No Grupo E, Uzbequistão e Irã passaram com facilidade pela chave, que tinha também Turcomenistão e Hong Kong. Foram quatro vitórias e dois empate, justamente nos duelos contra os iranianos, que avançaram na liderança por terem mais gols marcados.
Na terceira fase, os uzbeques caíram em um grupo com Catar, Coreia do Nortes, Emirados Árabes, Irã e Quirguistão.
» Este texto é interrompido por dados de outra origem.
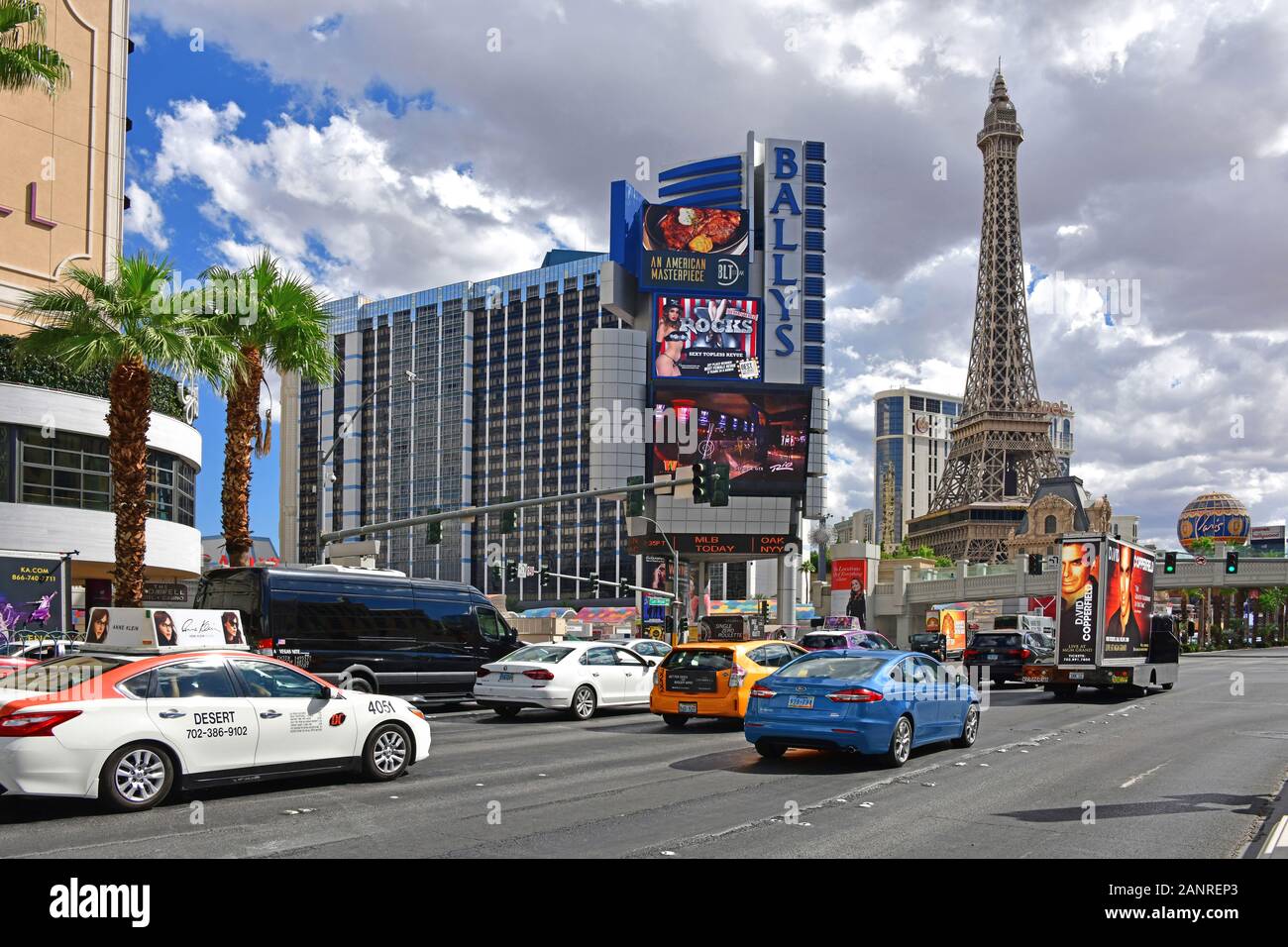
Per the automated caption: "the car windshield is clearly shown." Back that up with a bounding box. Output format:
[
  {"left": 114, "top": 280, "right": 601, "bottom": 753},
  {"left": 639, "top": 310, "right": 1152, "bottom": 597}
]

E novamente ficaram em segundo lugar, atrás do Irã – mas em uma classificação que mandou os dois países diretamente para a Copa de 2026. A vaga veio na penúltima rodada, em um empate em 0 a 0 com os Emirados Árabes em Abu Dhabi.
Quem olha os resultados percebe pouca evolução para justificar a classificação para 2026, mas tem alguns detalhes que ajudam a explicar como ela finalmente aconteceu.
O principal, obviamente, é a melhora nos resultados. Para 2018, o Uzbequistão perdeu cinco dos dez jogos que fez na terceira fase das eliminatórias. Para 2022, nem mesmo chegou na terceira fase. Mas para 2026, o time teve um desempenho bem melhor: até carimbar o passaporte, foram nove vitórias, cinco empates e apenas uma derrota.
Além disso, as gerações mais jovens de jogadores uzbeques foram descobertos pelos principais centros da Europa. O fenômeno é discreto, já que boa parte da seleção do Uzbequistão atua em clubes do país. Mas alguns já ganharam holofotes e merecem atenção.
O principal nome é o atacante Eldor Shomurodov, com longa trajetória no futebol italiano. O zagueiro Abdukodir Khusanov, que trocou o Lens pelo Manchester City em 2025, é outro que merece destaque.
Alguns nomes também valem menção, como Otabek Shukurov, Oston Urunov, Khojimat Erkinov, Husniddin Aliqulov, Rustam Ashurmatov e Sherzod Nasrullaev, com passagens por ligas de menor expressão, como Turquia, Emirados Árabes, Rússia e Arábia Saudita. Igor Sergeev, outro artilheiro histórico do Uzbequistão, também colaborou com boa parte da trajetória de ascensão.
O nome à frente desta geração é bastante familiar para os jogadores: Timur Kapadze assumiu o cargo em 2025, mas tem uma longa trajetória como jogador da seleção uzbeque – justamente entre 2002 e 2015, durante boa parte desta ascensão. Em 2021, passou a trabalhar nas seleções de base.
Você pode estar pensando: será que o Uzbequistão se beneficiou do aumento no número de países que disputam a Copa do Mundo? Afinal, a Copa de 2026 é a primeira da história com 48 seleções, contra 32 seleções que disputaram até 2022.
Não dá para descartar, claro, mas não é só isso. Afinal, embora tivesse sempre passado perto de uma vaga, o Uzbequistão não vinha ficando de fato em uma margem que fosse diretamente beneficiada pela ampliação.
A gente falou de 2018 e 2022, mas os anos anteriores também foram assim. Para 2014, na fase decisiva, os uzbeques ficaram em terceiro lugar, apenas indo para a repescagem. Para 2010, foi lanterna de uma chave com cinco seleções. Para 2006, foi para uma repescagem e caiu.
Ou seja: ficava sempre a um passo de uma vaga direta. Que veio para 2026, sem nem precisar de repescagem.